The EBR system improves search result relevance by effectively incorporating query context, which allows homes to be ranked more accurately during retrieval. This leads to displaying more relevant results, especially for queries with a high number of eligible listings.
What approximate nearest neighbor solutions were considered for online serving?
Airbnb explored two main ANN solutions: inverted file index (IVF) and hierarchical navigable small worlds (HNSW).
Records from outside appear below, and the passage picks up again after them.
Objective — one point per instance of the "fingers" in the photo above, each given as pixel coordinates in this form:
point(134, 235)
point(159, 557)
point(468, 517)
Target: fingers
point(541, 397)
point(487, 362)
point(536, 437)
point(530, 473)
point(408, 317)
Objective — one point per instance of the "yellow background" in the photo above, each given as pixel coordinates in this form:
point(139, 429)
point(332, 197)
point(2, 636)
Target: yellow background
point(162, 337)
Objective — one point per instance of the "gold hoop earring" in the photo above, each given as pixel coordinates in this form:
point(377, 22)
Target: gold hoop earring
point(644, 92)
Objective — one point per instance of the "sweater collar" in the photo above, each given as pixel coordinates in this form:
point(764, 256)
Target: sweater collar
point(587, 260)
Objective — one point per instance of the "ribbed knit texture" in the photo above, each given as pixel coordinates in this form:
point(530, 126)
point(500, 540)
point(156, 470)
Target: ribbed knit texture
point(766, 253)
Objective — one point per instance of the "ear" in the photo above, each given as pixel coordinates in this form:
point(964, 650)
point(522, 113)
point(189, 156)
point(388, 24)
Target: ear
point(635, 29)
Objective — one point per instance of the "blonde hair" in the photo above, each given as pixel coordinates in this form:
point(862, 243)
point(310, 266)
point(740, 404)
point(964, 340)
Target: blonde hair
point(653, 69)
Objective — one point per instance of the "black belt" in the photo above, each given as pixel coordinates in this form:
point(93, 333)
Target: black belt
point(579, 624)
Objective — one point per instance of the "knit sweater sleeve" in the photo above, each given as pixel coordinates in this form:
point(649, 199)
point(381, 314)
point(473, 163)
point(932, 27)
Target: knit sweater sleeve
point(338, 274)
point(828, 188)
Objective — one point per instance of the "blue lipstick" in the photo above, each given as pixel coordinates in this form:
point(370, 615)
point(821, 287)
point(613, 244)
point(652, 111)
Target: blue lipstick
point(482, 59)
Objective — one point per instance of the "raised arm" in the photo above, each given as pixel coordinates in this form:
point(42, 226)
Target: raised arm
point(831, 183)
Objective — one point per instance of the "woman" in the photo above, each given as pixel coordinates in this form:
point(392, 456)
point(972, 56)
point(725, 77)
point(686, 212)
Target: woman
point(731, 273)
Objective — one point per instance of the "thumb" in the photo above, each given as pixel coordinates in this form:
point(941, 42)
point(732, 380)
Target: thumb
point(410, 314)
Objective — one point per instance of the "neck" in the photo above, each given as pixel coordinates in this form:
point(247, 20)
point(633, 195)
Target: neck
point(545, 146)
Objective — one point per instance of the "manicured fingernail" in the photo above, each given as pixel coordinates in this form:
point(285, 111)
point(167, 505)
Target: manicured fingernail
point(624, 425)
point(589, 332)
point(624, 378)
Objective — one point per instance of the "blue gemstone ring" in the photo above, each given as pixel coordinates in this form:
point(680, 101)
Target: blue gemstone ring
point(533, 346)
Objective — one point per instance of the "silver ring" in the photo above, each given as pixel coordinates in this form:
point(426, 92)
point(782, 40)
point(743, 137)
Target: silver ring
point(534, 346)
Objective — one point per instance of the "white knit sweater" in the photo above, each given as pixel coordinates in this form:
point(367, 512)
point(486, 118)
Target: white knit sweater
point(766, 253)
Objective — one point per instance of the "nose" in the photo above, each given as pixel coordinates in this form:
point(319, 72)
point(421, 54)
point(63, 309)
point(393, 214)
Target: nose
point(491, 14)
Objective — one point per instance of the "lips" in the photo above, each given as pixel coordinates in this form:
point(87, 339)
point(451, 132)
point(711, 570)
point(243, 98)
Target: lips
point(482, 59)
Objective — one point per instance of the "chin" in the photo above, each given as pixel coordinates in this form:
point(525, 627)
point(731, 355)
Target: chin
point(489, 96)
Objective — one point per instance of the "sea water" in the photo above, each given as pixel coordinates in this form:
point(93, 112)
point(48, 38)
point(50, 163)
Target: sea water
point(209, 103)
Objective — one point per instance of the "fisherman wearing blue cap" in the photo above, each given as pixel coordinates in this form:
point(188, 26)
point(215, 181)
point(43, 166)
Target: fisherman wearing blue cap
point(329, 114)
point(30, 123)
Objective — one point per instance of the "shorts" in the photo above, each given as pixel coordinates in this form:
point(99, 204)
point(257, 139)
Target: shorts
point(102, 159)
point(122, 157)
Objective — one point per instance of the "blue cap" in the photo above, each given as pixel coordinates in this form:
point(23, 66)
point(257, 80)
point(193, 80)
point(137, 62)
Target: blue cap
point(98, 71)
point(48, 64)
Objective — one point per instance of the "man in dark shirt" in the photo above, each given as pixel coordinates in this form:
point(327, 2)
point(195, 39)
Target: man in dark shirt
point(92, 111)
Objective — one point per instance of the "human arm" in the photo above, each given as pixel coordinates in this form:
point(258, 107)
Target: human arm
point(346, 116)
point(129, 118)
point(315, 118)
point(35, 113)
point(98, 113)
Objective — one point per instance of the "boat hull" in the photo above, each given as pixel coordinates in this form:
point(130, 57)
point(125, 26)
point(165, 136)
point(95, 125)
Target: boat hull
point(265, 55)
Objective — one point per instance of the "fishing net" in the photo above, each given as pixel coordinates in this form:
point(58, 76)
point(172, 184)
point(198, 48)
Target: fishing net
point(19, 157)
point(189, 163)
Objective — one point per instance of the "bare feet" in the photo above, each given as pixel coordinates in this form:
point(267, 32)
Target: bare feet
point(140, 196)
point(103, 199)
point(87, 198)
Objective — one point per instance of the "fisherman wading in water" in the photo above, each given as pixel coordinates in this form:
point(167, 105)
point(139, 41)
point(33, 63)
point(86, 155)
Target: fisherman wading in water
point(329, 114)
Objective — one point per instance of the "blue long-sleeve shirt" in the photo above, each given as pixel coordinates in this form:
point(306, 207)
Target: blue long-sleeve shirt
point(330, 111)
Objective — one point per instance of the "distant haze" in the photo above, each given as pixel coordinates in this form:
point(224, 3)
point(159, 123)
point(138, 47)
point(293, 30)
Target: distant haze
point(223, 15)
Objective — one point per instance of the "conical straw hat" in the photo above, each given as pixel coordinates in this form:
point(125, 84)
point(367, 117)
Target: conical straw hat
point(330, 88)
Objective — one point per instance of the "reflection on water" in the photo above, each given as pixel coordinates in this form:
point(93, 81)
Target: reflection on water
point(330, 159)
While HNSW performed slightly better in evaluation metrics, IVF was chosen for its better trade-off between speed and performance, especially given the high volume of real-time updates.

Key Statistics & Figures

Bookings lift from EBR system
statistically-significant gain
This improvement was observed during A/B testing, indicating that the new retrieval system performed comparably to major machine learning enhancements made in the past two years.

Technologies & Tools

Algorithm
Approximate Nearest Neighbor (ann)
Used for online serving to efficiently retrieve relevant listings based on user queries.

Key Actionable Insights

1
Implement a two-tower architecture for your embedding-based retrieval systems to separate the processing of listing features and query features.
This architecture allows for offline computation of listing embeddings, reducing online latency and improving the overall efficiency of the retrieval process.
2
Utilize contrastive learning techniques to construct training data that captures user behavior effectively.
By pairing positive and negative examples based on user interactions, you can train models that better understand the context of user queries, leading to improved retrieval accuracy.
3
Choose the right ANN solution based on your specific use case, balancing performance and speed.
For systems with frequent updates, like Airbnb's, an inverted file index may provide better performance than more complex solutions, ensuring that retrieval remains efficient.

Common Pitfalls

1
Randomly sampling negative examples can lead to poor model performance.
This occurs because it makes the problem too easy for the model, failing to capture the complexity of user interactions and preferences.